Arrow Benefits Group’s HR division is rolling out Culture Insights, which develops a personalized plan for employers to operate at their highest potential from six key angles. They include corporate purpose, mission, values, culture, HR and employee benefits. The program, which doesn’t have any paid customers yet, was inspired by a 2016 tour of Zappos.com by Andrew McNeil, an adviser with Arrow Benefits Group. Another source of motivation was a survey the firm did of millennials, Gen-Xers and baby boomers.
“People want to work for a place where they feel valued and are aligned with the mission and purpose of that organization,” he explains, regardless of their age or industry. “They don’t just want a paycheck.”
With guaranteed issue a centerpiece of the Affordable Care Act, workers need more than great benefits to retain them. Employees “are staying in their jobs for a shorter amount of time,” McNeil says, adding that while company culture is a hot topic, it’s largely not being viewed as an employee benefit or something that should be integrated with benefits.
Spotlighting culture represents a growth opportunity for the brokerage community, agrees Nelson Griswold, an agency growth consultant, author, columnist and keynote speaker who sees many industry practitioners embracing more of a human capital management model.
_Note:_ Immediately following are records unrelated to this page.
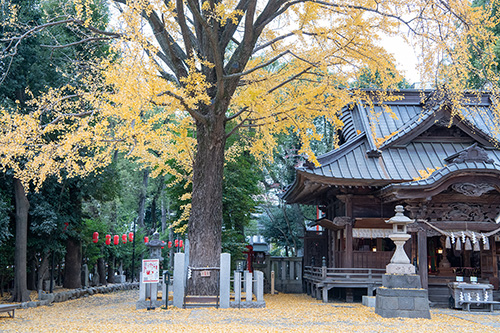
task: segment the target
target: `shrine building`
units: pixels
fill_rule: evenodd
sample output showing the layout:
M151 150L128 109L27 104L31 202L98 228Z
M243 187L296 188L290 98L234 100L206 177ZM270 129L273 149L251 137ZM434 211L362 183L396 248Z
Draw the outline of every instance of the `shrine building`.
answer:
M358 278L373 282L359 286L373 292L372 272L380 273L394 251L386 221L402 205L415 220L405 250L424 288L446 288L459 276L498 289L500 133L492 107L498 101L466 94L460 117L446 91L394 95L395 101L346 107L340 146L319 156L319 166L298 168L283 195L324 213L315 222L321 227L304 236L304 279L320 281L314 269L326 266L340 281L327 292L345 287L349 300L358 285L346 269L359 269L365 275Z

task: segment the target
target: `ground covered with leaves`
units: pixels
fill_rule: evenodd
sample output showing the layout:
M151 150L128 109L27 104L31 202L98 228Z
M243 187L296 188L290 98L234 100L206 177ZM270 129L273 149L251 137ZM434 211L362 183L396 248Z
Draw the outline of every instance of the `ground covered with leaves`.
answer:
M264 309L136 310L138 291L97 294L0 314L0 332L500 332L500 312L431 310L432 319L384 319L356 303L266 295Z

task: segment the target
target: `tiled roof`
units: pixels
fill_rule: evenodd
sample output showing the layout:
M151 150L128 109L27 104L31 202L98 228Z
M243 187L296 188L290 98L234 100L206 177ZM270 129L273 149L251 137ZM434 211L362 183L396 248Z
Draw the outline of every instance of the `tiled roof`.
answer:
M393 187L417 187L417 186L427 186L439 182L446 176L458 172L458 171L498 171L500 172L500 163L485 163L485 162L463 162L463 163L452 163L447 165L435 172L433 172L429 177L415 180L411 182L405 182L400 184L394 184ZM391 185L389 185L391 186Z
M426 94L430 96L429 92ZM454 120L454 124L465 134L441 140L418 136L438 121L449 121L449 109L439 103L426 109L421 92L402 92L401 95L401 100L386 103L392 113L378 104L373 109L361 104L346 108L341 117L346 125L346 142L338 149L319 156L319 167L301 168L300 180L290 186L284 198L288 200L287 197L295 196L292 192L298 195L297 191L305 191L297 182L307 179L329 185L373 184L383 187L401 183L401 186L423 186L455 171L500 170L500 150L491 143L500 141L500 133L493 131L495 119L488 108L488 96L465 104L462 110L465 119L460 123ZM373 117L374 114L377 119ZM377 148L374 136L388 139ZM450 163L450 156L465 150L474 142L486 148L492 163ZM426 179L413 180L421 177L419 171L428 169L438 171Z
M470 146L463 142L411 142L405 148L387 148L380 157L371 158L366 154L366 141L360 136L349 149L334 150L335 154L323 157L320 167L304 171L337 179L405 182L420 177L419 170L444 168L448 156ZM489 151L489 156L500 164L498 151Z

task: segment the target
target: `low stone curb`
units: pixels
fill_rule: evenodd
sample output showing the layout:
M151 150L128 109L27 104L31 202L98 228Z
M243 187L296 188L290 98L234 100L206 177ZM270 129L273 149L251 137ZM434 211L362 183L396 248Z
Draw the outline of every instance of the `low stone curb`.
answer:
M107 294L121 290L139 289L139 282L126 282L118 284L110 284L107 286L89 287L81 289L73 289L55 294L41 294L39 301L22 302L19 305L20 309L36 308L38 306L50 305L52 303L65 302L80 297L88 297L95 294Z
M241 309L258 309L258 308L265 308L266 307L266 302L261 301L261 302L247 302L247 301L241 301L241 302L231 302L229 305L231 308L241 308Z

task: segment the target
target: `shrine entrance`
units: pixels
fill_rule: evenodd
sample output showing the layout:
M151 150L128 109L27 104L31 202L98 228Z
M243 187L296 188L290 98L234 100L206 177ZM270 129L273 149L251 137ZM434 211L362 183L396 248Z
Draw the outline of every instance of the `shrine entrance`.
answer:
M433 236L427 239L428 271L429 275L439 277L463 276L481 277L481 257L482 253L488 251L481 250L478 246L458 243L447 248L445 237ZM444 245L444 246L443 246ZM452 245L452 244L450 244Z

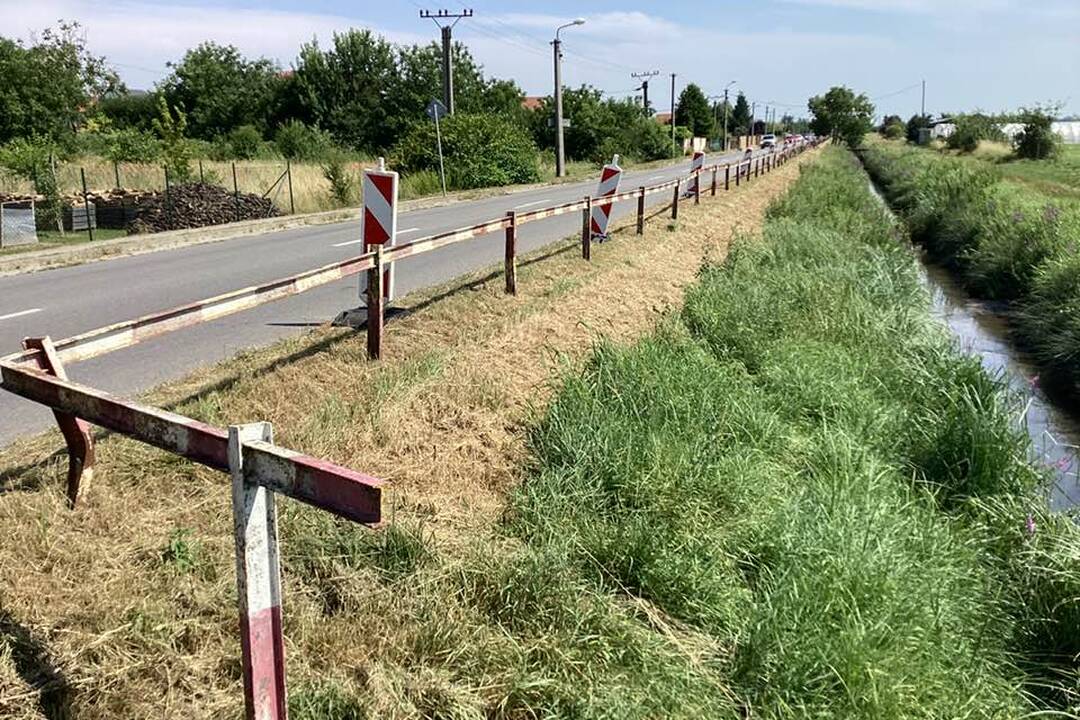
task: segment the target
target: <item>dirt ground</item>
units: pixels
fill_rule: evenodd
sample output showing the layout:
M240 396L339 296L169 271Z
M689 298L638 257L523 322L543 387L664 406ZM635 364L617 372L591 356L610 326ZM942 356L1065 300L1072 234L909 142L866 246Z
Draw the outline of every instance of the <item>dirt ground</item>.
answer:
M677 224L662 213L643 238L623 227L592 262L576 241L525 258L516 297L498 269L405 298L379 362L365 359L362 333L327 327L146 399L218 425L270 421L278 444L388 480L391 523L422 527L442 556L466 555L519 481L527 428L559 374L597 338L630 341L678 308L703 258L755 232L814 154L684 201ZM227 478L106 437L72 512L61 448L49 433L0 453L0 717L242 714ZM327 619L288 574L292 538L320 527L290 515L295 505L279 500L290 685L346 667L392 685L379 658L407 634L383 615L394 599L370 579L334 578L362 609Z

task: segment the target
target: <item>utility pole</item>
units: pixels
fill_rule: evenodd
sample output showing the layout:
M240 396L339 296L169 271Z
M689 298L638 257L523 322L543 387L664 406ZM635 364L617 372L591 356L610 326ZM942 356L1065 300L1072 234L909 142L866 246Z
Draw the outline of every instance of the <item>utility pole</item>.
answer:
M630 77L635 80L641 80L641 92L643 93L643 104L645 106L645 112L649 112L649 78L656 77L660 74L659 70L651 70L649 72L630 73Z
M919 117L926 117L926 81L922 81L922 109L919 110Z
M675 147L675 73L671 73L671 146Z
M450 115L454 114L454 43L451 36L454 26L458 24L462 18L470 18L473 16L472 10L462 10L459 13L447 12L446 10L439 10L437 12L431 12L430 10L421 10L420 17L430 18L435 23L439 30L442 31L442 94L443 105L446 106L446 112ZM449 25L444 25L443 22L453 20Z
M563 140L562 117L562 40L559 32L574 25L584 25L585 18L577 18L555 28L555 39L551 42L555 55L555 177L566 175L566 144Z
M750 103L750 127L746 133L746 144L750 145L754 140L754 115L757 112L757 101Z
M734 84L735 84L735 81L732 80L731 82L729 82L727 85L724 86L724 152L727 152L727 149L728 149L727 121L728 121L728 110L730 109L730 106L728 105L728 89Z

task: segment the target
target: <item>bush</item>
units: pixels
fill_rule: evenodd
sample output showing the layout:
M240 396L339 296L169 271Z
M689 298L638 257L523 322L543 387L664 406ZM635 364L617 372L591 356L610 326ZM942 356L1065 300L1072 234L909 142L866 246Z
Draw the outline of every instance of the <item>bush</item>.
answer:
M253 125L241 125L229 133L229 150L235 160L253 160L262 148L262 133Z
M348 207L356 199L356 177L349 170L349 158L342 152L332 152L322 164L323 177L330 183L330 197L341 207Z
M908 142L919 142L919 130L922 128L930 127L929 115L912 115L908 118L907 125L904 127L904 135L907 137Z
M184 111L170 109L164 97L158 98L158 116L154 118L154 132L161 138L161 154L165 167L172 174L173 182L191 180L192 146L184 136L187 116Z
M899 140L907 135L907 129L900 118L896 118L895 121L886 123L881 129L881 134L887 137L889 140Z
M540 179L536 145L520 127L492 115L457 113L441 123L447 185L456 189ZM391 151L404 173L439 169L435 124L417 123Z
M125 128L107 134L102 154L113 162L152 163L161 156L161 145L144 130Z
M1046 160L1061 152L1061 138L1053 130L1054 118L1044 110L1022 110L1019 121L1024 124L1013 147L1017 157L1027 160Z
M300 120L281 125L274 135L274 144L282 157L308 162L322 160L334 148L329 133L309 127Z
M1002 141L1005 136L998 127L998 118L982 113L960 115L955 120L956 129L945 140L945 145L950 150L960 152L975 152L981 140Z
M59 155L56 143L42 137L16 138L0 146L0 166L34 184L34 192L45 197L38 213L47 226L62 229L63 208L55 171Z

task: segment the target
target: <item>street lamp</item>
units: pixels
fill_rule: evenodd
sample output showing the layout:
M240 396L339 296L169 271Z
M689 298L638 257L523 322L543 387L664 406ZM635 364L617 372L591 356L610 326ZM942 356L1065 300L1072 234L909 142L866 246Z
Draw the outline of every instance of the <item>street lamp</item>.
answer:
M575 25L584 25L585 18L575 18L565 25L555 28L555 40L551 43L555 51L555 177L566 175L566 151L563 145L562 119L562 40L559 32Z

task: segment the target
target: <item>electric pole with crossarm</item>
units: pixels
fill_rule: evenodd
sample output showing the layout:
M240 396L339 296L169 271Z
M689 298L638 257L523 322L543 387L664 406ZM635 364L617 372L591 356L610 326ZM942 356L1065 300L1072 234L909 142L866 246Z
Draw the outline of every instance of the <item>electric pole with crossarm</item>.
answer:
M439 30L442 31L442 77L443 77L443 105L446 106L446 112L450 115L454 114L454 43L451 33L454 30L454 26L458 24L462 18L470 18L473 16L472 10L462 10L459 13L447 12L446 10L438 10L431 12L430 10L421 10L420 17L430 18L432 22L439 26ZM444 22L450 22L449 25L444 25Z
M649 78L656 77L659 74L659 70L630 73L630 77L634 78L635 80L641 80L642 105L645 108L645 112L649 112Z

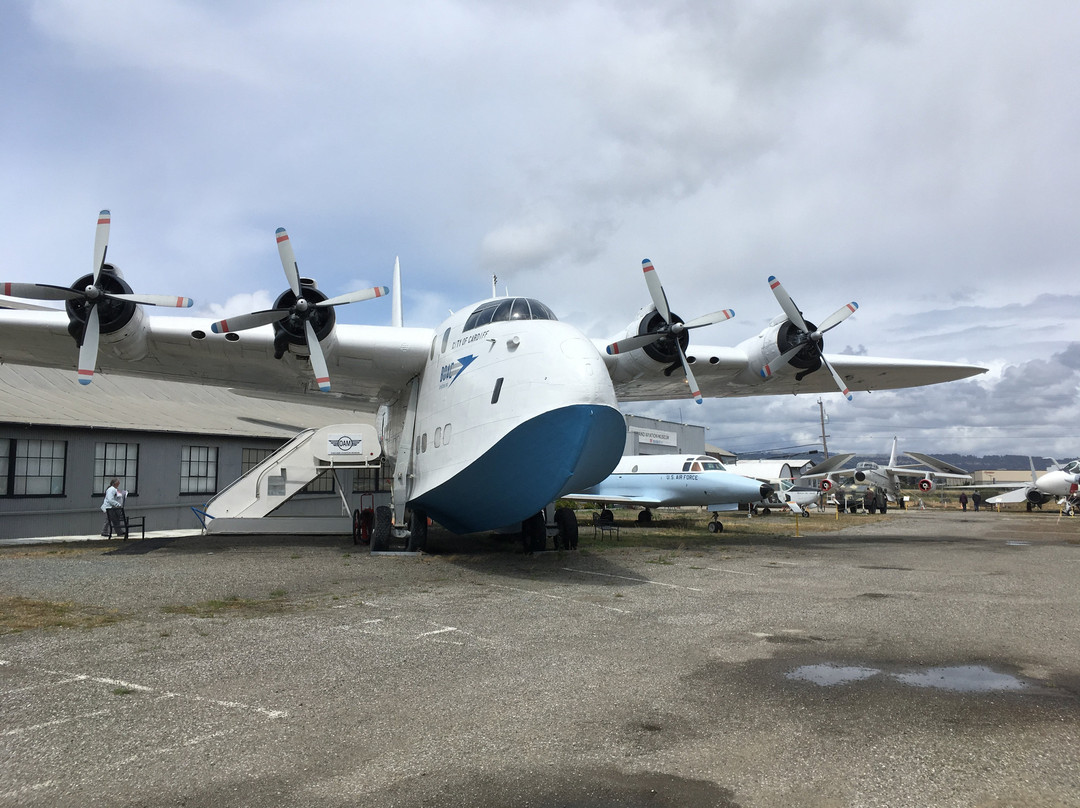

As part of that shift, he says the emphasis is on helping employer clients improve employee health, productivity, experience and value.
“This is a very interesting initiative in that direction because it’s a holistic approach to a number of very critical aspects of a corporation or business,” Griswold says of the Culture Insights program, calling it an innovative and forward-thinking approach. “The idea of your benefits adviser helping structure your corporate purpose, mission, etc., is a tremendous value because nobody else is going
to help you.”
The issue is so significant that it can actually complicate new-company growth. For example, any honeymoon period that startups enjoy with their employees invariably will head south if corporate culture isn’t strongly valued. Of more than 100 early stage ventures examined, 70% were more likely to report higher turnover rates if their founders scored the importance of culture lower than the top spot
on a 10-point scale.
The finding was featured in a recent Harvard Business Journal article co-authored by David Niu, CEO of TINYpulse, and Mark Roberge, chief revenue officer of the marketing firm who also lectures at Harvard Business School.
Many “cultural chasm” difficulties that were spotted in the third to fourth year of a startup rebounded significantly in the fifth and six year, with management transparency driving employee happiness more than benefits or work-life balance.
Money matters. However, there are skeptics who doubt the firepower of culture’s impact on the workforce relative to the traditional underpinnings of HR and benefits. “In the end, people care about pay, and they end up with their own personal interest,” says Joe Markland, president of HR Technology Advisors, LLC.
He recalls conducting an employee survey several years ago showing money and time, respectively, scoring highest with everything else a distant third.
“If someone’s living paycheck to paycheck, then money is all that matters,” Markland believes.
The new way to give employees the benefits they want is simpler than you think.
His sense is that casting attention on the strategic value of improving corporate culture amounts to “repackaging” old ideas as opposed to breaking new ground. Moreover, he points out that Zappos, Google and other firms known for pampering their employees are rare. “The perception is everyone has got ping-pong tables and free lunch,” he says. “The average employer is not living that way.”
But McNeil says many smaller employers, while recognizing they don’t have the wherewithal of Silicon Valley darlings, believe this approach still makes sense to them. “From a benefits landscape, it’s just a different way to go in a different door, and you have a completely different message than anybody else,” he adds. Since benefits are delivered off the shelf in many of these firms, a deeper focus
on culture and other intangibles can serve as a key differentiator.
There’s also a larger purpose behind the Culture Insights program. In all his email correspondence, McNeil now includes the following philosophical
statement: “We believe we can build a stronger community by building stronger employers. Stronger employers translate into a stronger local economy and happier, more productive citizens.”